"She should wake up soon". "I can't believe this, I thought she was making progress". My senses were hazy, like there was a thick fog around me. All my eyes could make out was blackness. My ears heard voices but the sound was weird, loud in some places and quiet in others. I realized I was sitting up and could feel the cold of a seat seeping through my thick overalls. I shivered. I tried to open my eyes, suddenly realizing why all I could see was black. My eyes were closed. I tried lifting my heavy lids but they refused to budge. I was fine with not seeing anything for now because she wasn't in my head. She usually stays out of my head for a week after a sedation. I lived for those weeks. I was free to think, act and be who I wanted.
Finally, after a colossal struggle my eye lids allowed me to control them and I lifted them. There was a bright light and I had to squint because my eyes were hurting. "She's awake" I heard someone say. I recognized that voice and I suddenly knew where I was. Doctor Torris had brought me to the "patient rooms". I re-opened my eyes and took in the scene that lay before me. I was sat in front of a white rectangular desk that looked like it had been taken from a school, the white was blinding, too bright. It took a moment for my eyes to adjust but when they did I could make out a figure who sat opposite me at the table.
Dr Torris's expression showed disappointment and sympathy, like I was some hurt puppy not able to get up on it's own legs. That was facade. I knew exactly how he felt about me under all the carefully practiced expressions he displayed. I knew how he felt about everyone in the asylum. I was good at that. It was one of my many talents. He felt disgusted at us, he believed that we weren't working or using the resources that were given to us in the asylum to recover. What were we given anyway? A crappy cell and half-interested psychiatrists. The one thing that was good in this asylum was the security. No one had escaped for over 20 years, the guards always caught them. No one who tried to escape got far.

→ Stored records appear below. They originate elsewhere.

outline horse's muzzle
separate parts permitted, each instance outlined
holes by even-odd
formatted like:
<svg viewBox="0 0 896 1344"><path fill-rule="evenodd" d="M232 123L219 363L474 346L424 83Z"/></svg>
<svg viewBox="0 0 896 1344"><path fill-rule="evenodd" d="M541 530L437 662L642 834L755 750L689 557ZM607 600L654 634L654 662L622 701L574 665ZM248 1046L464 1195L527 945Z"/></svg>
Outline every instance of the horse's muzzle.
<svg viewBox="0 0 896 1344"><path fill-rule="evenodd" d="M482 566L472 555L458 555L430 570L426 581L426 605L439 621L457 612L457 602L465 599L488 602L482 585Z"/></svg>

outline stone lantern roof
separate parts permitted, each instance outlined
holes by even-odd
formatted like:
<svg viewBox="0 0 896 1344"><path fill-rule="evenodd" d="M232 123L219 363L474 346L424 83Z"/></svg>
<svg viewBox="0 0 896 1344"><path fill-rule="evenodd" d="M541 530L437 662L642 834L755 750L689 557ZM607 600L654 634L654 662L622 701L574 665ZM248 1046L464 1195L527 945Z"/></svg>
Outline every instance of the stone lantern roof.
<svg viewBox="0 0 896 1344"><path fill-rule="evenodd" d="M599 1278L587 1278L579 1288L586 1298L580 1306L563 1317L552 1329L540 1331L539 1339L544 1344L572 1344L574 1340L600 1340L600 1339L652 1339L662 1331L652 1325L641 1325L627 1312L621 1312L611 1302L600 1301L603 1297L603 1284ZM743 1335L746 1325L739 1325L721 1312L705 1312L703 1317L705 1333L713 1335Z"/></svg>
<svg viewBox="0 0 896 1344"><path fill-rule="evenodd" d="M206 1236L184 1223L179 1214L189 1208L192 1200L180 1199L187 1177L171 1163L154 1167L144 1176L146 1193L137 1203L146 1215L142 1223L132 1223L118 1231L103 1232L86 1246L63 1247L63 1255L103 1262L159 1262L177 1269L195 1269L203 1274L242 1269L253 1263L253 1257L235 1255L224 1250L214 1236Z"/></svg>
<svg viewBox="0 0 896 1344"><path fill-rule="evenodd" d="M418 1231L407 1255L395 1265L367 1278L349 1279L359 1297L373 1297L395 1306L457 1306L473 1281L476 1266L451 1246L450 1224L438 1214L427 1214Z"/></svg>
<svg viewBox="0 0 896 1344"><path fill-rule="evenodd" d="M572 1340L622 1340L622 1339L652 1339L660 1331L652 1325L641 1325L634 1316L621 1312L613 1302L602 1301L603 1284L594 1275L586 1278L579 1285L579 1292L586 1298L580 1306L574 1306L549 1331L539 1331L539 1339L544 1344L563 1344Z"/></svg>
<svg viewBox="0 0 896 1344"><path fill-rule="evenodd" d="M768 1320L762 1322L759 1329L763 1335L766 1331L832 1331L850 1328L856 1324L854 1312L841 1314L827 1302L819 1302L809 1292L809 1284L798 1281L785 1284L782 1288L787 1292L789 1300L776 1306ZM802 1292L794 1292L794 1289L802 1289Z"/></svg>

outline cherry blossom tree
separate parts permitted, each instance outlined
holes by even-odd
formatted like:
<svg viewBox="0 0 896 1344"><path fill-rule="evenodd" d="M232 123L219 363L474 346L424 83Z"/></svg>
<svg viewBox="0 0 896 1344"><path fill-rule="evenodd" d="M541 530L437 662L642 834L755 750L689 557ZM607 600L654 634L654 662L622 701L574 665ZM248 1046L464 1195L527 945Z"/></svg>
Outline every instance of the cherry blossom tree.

Mr Torris was not just disgusted. He was afraid. Terrified. Scared. Of us. That made me expose my teeth and smile a maniac smile. I tried moving my arms and feet, but realized I couldn't, they just wouldn't budge. Glancing down I saw leather restraints, tied on my writs and ankles. I hated this, I hated being restrained when she was no longer controlling me. There was no need. The restraints were tight and I knew there would be bruises on my wrists later. "Inmate 77B, recite you credentials" Mr Torris asked.

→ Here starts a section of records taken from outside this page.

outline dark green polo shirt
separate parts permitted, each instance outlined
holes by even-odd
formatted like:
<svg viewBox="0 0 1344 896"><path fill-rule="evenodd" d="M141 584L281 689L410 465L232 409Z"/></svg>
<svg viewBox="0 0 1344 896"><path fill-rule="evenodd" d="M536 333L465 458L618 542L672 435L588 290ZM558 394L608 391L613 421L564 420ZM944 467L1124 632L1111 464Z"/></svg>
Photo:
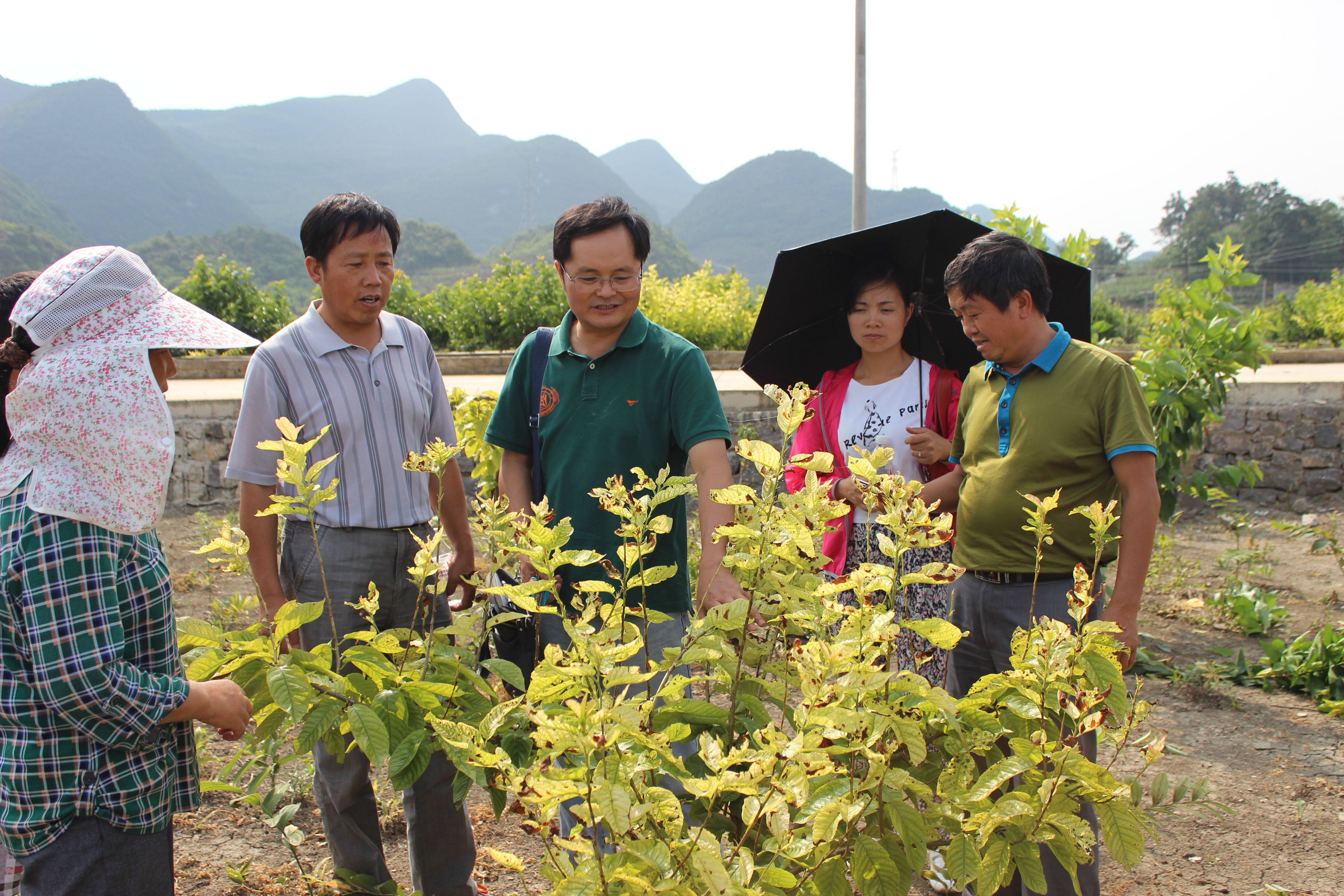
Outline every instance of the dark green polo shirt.
<svg viewBox="0 0 1344 896"><path fill-rule="evenodd" d="M1068 339L1059 324L1050 345L1017 373L999 364L970 368L961 387L952 463L966 478L957 504L953 563L988 572L1031 572L1036 536L1024 532L1031 502L1063 489L1046 521L1042 572L1091 571L1089 523L1075 506L1120 497L1110 461L1126 451L1156 454L1153 420L1134 369L1110 352ZM1111 531L1114 535L1114 529ZM1116 559L1111 541L1102 563Z"/></svg>
<svg viewBox="0 0 1344 896"><path fill-rule="evenodd" d="M570 517L569 548L601 551L620 566L616 548L618 517L603 510L589 492L609 476L633 481L630 467L657 476L685 470L687 453L706 439L728 439L719 390L704 353L676 333L653 324L641 312L626 325L616 347L591 359L570 344L574 313L566 312L551 340L542 379L542 472L556 519ZM485 441L517 454L532 453L532 344L523 340L509 364ZM539 498L535 498L539 500ZM657 536L648 566L676 564L673 578L649 588L649 607L665 613L691 609L687 575L685 502L669 501L660 510L672 517L672 531ZM566 586L603 579L602 567L563 567ZM573 591L566 587L566 599ZM638 595L630 595L632 600Z"/></svg>

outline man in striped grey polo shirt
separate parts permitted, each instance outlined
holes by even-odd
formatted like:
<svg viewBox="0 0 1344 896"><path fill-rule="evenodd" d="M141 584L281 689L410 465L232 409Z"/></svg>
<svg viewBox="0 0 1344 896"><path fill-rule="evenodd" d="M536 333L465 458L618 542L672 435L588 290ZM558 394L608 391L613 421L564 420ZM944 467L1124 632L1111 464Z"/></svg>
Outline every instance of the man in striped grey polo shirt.
<svg viewBox="0 0 1344 896"><path fill-rule="evenodd" d="M312 650L368 627L347 603L363 596L370 582L382 596L379 629L411 627L418 599L406 574L418 549L411 533L429 537L435 513L456 552L446 594L462 586L457 609L473 598L461 579L470 575L474 553L461 477L445 476L442 484L429 477L426 485L423 474L402 469L407 451L435 438L453 445L457 434L429 337L383 310L401 238L396 216L368 196L337 193L308 214L300 238L323 298L253 356L224 474L241 481L238 514L251 539L249 559L267 615L288 599L323 600L325 572L336 631L327 614L305 625L300 642ZM277 559L276 517L257 516L276 492L277 455L257 442L277 438L280 416L301 424L304 439L331 426L309 461L336 454L320 481L339 478L340 486L336 500L317 506L317 545L306 523L286 520ZM448 625L446 595L437 603L435 626ZM421 613L418 627L426 615ZM335 866L390 880L368 759L355 748L337 762L321 743L313 759L313 795ZM476 842L465 803L453 806L454 775L435 752L405 794L411 883L426 896L476 893Z"/></svg>

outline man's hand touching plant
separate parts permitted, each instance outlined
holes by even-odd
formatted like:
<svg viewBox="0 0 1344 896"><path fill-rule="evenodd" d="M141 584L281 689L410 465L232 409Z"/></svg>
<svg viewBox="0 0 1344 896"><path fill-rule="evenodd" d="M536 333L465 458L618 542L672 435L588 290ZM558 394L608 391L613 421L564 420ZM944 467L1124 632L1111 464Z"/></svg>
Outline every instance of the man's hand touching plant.
<svg viewBox="0 0 1344 896"><path fill-rule="evenodd" d="M723 567L723 555L728 549L727 539L714 540L715 529L732 524L732 506L719 504L710 497L712 489L726 489L732 485L727 447L720 439L707 439L691 446L689 457L700 498L700 583L696 588L696 606L703 614L723 603L746 600L747 592L732 578L732 572ZM747 630L765 625L759 613L753 611L751 618L754 622L747 623Z"/></svg>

I opened my mouth and let out the words that were so imprinted into my brain, I didn't need to think when I said them. The words were familiar and my mouth had said them a million times. "I am Raven Blackwood, born 1998 august 9th, age 18, diagnosed with Schizophrenia and Borderline personality disorder." No one but Dr Torris knew my real name. I never told anyone in the asylum, I had no one to tell. The only people I had seen for 35 040 hours were the guards and Dr Torris. Occasionally, I would hear screams of frustration and the sound of heads banging on walls at night. They didn't bother me at all, I knew how they felt. Helpless and completely isolated.
"Good" Dr Torris was pleased "It is safe now to free you of the restraints. Guards" he called. A scared looking guard entered the room through an entrance that was behind me. I knew why they positioned me like this. If I tried to escape I wouldn't have a clear shot to the exit. The guard crouched and undid the leather restraints. I rubbed at my wrists, they were already starting to bruise. The guard undid the last restraint and exited the room. "Raven, what happened?" Dr Torris questioned. I didn't know what to say. What answer could I possibly give him? I didn't say anything, if you have nothing to say don't say anything.

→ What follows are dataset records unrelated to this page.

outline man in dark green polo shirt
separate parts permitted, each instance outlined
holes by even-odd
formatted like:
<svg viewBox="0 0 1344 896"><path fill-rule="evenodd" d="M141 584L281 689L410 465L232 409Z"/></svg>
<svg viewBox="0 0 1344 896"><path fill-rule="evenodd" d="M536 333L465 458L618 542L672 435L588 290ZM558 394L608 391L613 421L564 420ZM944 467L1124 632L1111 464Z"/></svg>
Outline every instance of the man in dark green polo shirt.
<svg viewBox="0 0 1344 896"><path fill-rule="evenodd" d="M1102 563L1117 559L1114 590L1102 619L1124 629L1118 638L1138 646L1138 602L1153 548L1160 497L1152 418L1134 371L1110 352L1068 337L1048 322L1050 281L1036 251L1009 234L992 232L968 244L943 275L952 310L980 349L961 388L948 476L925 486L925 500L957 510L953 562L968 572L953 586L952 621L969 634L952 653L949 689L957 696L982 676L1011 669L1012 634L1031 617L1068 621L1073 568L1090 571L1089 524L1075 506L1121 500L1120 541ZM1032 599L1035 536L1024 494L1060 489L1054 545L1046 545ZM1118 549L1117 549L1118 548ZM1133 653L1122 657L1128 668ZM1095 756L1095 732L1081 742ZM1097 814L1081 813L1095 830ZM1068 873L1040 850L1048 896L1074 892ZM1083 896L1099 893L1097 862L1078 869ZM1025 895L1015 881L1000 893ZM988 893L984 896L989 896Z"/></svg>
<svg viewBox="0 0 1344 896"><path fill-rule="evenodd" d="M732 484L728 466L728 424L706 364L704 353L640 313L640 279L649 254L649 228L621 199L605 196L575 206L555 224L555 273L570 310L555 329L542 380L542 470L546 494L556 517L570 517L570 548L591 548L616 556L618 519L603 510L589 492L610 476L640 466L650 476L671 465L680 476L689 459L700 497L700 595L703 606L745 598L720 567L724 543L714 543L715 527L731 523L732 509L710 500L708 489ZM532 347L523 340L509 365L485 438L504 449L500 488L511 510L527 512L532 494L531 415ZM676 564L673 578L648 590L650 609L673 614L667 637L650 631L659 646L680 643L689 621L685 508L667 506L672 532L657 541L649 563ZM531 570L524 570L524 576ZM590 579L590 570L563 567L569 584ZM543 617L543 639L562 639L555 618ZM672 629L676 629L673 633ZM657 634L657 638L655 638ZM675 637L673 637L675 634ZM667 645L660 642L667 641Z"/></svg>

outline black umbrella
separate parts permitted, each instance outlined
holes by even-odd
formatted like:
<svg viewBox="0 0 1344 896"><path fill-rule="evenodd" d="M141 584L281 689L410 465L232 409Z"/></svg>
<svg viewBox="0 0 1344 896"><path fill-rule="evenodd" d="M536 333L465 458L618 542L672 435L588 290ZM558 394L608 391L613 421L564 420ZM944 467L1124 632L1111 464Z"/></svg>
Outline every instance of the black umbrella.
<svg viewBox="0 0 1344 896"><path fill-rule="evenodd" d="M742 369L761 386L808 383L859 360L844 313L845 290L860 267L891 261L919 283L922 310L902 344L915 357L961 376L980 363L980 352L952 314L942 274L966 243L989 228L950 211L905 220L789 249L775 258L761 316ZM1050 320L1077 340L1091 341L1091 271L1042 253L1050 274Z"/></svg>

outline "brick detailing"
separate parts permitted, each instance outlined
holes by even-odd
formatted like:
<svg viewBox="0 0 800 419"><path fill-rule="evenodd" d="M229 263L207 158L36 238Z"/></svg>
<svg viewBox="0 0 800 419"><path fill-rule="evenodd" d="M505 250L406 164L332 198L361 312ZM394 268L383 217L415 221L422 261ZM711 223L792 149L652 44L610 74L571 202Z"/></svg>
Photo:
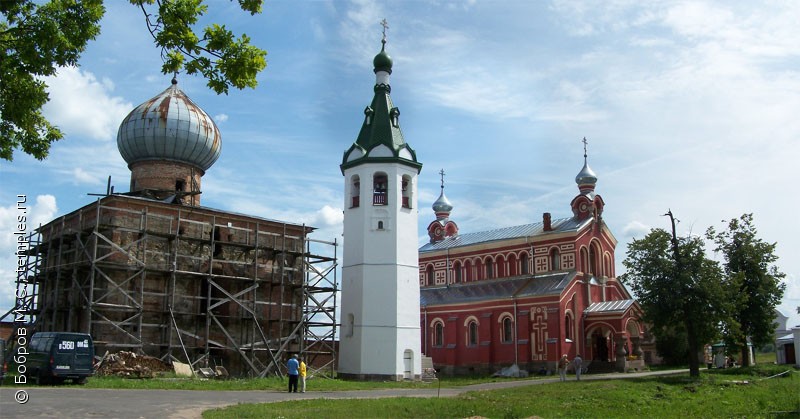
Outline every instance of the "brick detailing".
<svg viewBox="0 0 800 419"><path fill-rule="evenodd" d="M131 192L144 190L172 194L182 189L183 192L200 192L201 178L205 174L200 168L170 160L145 160L130 165ZM166 196L164 196L166 197ZM200 194L186 195L182 198L184 205L200 205Z"/></svg>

Dr Torris looked defeated "Look, Raven you have to try and push her out of your head, it seems to me you aern't even trying." How dare he. How dare he tell me that I wasn't trying to get rid of her. I was angry now. It wasn't anger I felt, I realized it was something else. Rage. He is not the one living every day with an impostor in his head. "How dare you." I whispered, my left eye twitched. It did that sometimes, mostly whenever I was angry as hell or on the verge of a breakdown. "I am the one who lives in total isolation, being man handled every week, AND YOU ACCUSE ME OF NOT TRYING?" I yelled at him. I knew that yelling at him was going to make me look more like a psychopath but I didn't care. "DON'T YOU DARE" I scream. I can't take it anymore. Any of it. His disappointed looks, his disapproving eyes. I grab a chunk of my hair and pull, rocking back and forth on the chair.
"How dare you, how dare you" I whisper continuously. "Guards" Dr Torris calls. I don't stop and why should I? Just so he doesn't see me as crazy. Guess what? I am crazy, and he's going to have to deal with it. Two guards appear on my sides and hook their arms under my armpits, lifting me up. I struggled to escape but they don't let go, dragging me out of the room and down a hallway. They're taking me back to my cell I realized. I don't struggle anymore. There's no point. They're never going to let me go. I'm going to be stuck here forever. Never to see the light of day again.